Bu kez mahkeme İstanbulda kurulur.
Yargılamayı yapan Mahkemenin 8 üyesinden 4ü azınlıklardan oluşturulur.
Divan-ı Harp Reisi Mahmut Hayret Paşa, uzun yargılamadan sonra Kemal Beye, Merak etme Kaymakamım suçsuzsan bu mahkeme onu ibra etmekle mükelleftir der ve bunu dediğinin ertesi gün başkanlıktan alınır.
Mahkemeye Mahmut Hayret Paşanın yerine Kürt Mustafa atanır.
Peki bu Kürt Mustafa kim midir?
Cumhuriyetin ilanı ile beraber vatan hainliği isnadıyla sınır dışı edilen 150 kişiden biridir.
Mahkemede onlarca tanık dinlenilir.
Ve hüküm beklendiği gibi idam olur.
İdam Beyazıt Meydanında infaz edilir.
İnfazdan önce Kaymakam Kemal Bey son sözleri olarak şunları haykırır:
Allah şahidimdir ki ben kimsenin öldürülmesi için emir vermedim.. Borcum var, servetim yok. Üç çocuğumu milletime emanet ediyorum. Allah vatanıma ve milletime zeval vermesin.
10 Nisan 1919 tarihi, yaşanan bu olayla Türklüğün utanç günüdür.

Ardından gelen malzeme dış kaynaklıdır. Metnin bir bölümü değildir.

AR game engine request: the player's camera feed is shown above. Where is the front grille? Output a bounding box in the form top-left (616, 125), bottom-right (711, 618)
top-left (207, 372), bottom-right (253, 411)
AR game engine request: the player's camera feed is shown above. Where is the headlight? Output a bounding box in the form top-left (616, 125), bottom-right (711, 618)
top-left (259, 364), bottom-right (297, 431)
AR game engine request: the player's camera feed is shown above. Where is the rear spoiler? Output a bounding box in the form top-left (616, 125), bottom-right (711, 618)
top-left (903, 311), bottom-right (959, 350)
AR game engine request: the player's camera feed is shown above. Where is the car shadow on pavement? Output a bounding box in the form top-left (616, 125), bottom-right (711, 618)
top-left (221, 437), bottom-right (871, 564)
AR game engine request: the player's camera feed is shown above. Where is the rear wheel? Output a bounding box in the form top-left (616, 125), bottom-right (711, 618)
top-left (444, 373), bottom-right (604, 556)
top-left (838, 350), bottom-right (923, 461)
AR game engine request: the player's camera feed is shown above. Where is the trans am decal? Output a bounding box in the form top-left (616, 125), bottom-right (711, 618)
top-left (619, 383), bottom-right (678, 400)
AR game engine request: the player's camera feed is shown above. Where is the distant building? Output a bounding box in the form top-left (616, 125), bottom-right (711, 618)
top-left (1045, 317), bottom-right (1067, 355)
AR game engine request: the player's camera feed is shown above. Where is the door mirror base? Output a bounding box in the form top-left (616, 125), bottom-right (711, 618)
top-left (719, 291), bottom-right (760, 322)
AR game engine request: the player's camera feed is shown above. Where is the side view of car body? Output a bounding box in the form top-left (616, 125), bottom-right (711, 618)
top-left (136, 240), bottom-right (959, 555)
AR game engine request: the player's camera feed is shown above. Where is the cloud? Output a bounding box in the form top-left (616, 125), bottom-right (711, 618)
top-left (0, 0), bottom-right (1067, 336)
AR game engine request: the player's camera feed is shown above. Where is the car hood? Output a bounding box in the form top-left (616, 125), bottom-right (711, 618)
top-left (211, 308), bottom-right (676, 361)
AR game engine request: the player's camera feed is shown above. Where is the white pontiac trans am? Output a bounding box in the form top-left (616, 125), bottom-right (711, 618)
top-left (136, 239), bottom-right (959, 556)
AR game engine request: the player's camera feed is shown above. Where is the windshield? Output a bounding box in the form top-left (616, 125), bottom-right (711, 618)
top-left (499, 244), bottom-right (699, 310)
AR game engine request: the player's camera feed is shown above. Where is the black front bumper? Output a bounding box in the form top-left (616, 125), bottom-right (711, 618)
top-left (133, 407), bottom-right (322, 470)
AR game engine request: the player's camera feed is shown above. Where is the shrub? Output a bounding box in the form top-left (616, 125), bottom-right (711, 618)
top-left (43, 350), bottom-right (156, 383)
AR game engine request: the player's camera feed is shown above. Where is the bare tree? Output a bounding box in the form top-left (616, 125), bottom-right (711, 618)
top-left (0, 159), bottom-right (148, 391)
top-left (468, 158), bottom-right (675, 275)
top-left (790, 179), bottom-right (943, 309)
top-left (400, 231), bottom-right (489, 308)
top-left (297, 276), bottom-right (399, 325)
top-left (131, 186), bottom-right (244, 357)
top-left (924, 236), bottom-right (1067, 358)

Ama her şerden bir hayır doğar sözünde olduğu gibi bu idamla beraber bütün İstanbul galeyana gelerek sokaklara dökülmüş ve milli mücadelenin psikolojik ikliminin yeşermesine sebep olmuştur.
Cumhuriyetten sonra Mustafa Kemalin teklifi ile TBMM tarafından şehid-i milli ilan edilen Boğazlıyan Kaymakamı Kemal Beyin ailesine de maaş bağlanır... Dahası Atatürk, Kemal Beyin babası Arif Beyi de, Vatanın babası ilan eder.
Şimdi sıkı durun.
İşte bu milli şehidin idam cezası almasına, işgal kuvvetlerinin arzusuna binaen yalancı şahitlik yaparak katkı sunanlardan biri de kim, biliyor musunuz?
Yozgat Müftüsü Hulusi Efendi.
Peki bu Hulusi Efendi kim midir?
Gazeteci-Yazar Taha Akyolun özbe öz amcasıdır..
Tam bu noktada bir parantez açalım ve Güriş Holdingin sahiplerinden Tevfik Yamantürkün bizim aracılığımızla Taha Akyola yönelttiği iki soruyu soralım:
1) Taha Akyolun oğlu Mustafa Akyolun Soros vakıflarından burs ve proje çalışmaları için fon aldığı doğru mudur?
2) Mustafa Akyolun Dinlerarası Diyalog toplantısında Türklerin, Cumhuriyetle beraber Kürtleri ve inançlıları ezip, asimile ettiği ve onlara zulüm yaptığını söylediği doğru mudur?
Tevfik Yamantürkün sorduğu bu soruların cevabı evet ise, tarih tekerrür etmiş, yani dün Hulusi Efendi ne ise bugün de Mustafa Akyol aynı konuma düşer mi dediniz?
Böyle durumlarda soya çekim olur mu ya da genler ne kadar etkilidir onu ben bilemem. Uzmanları cevap vermelidir.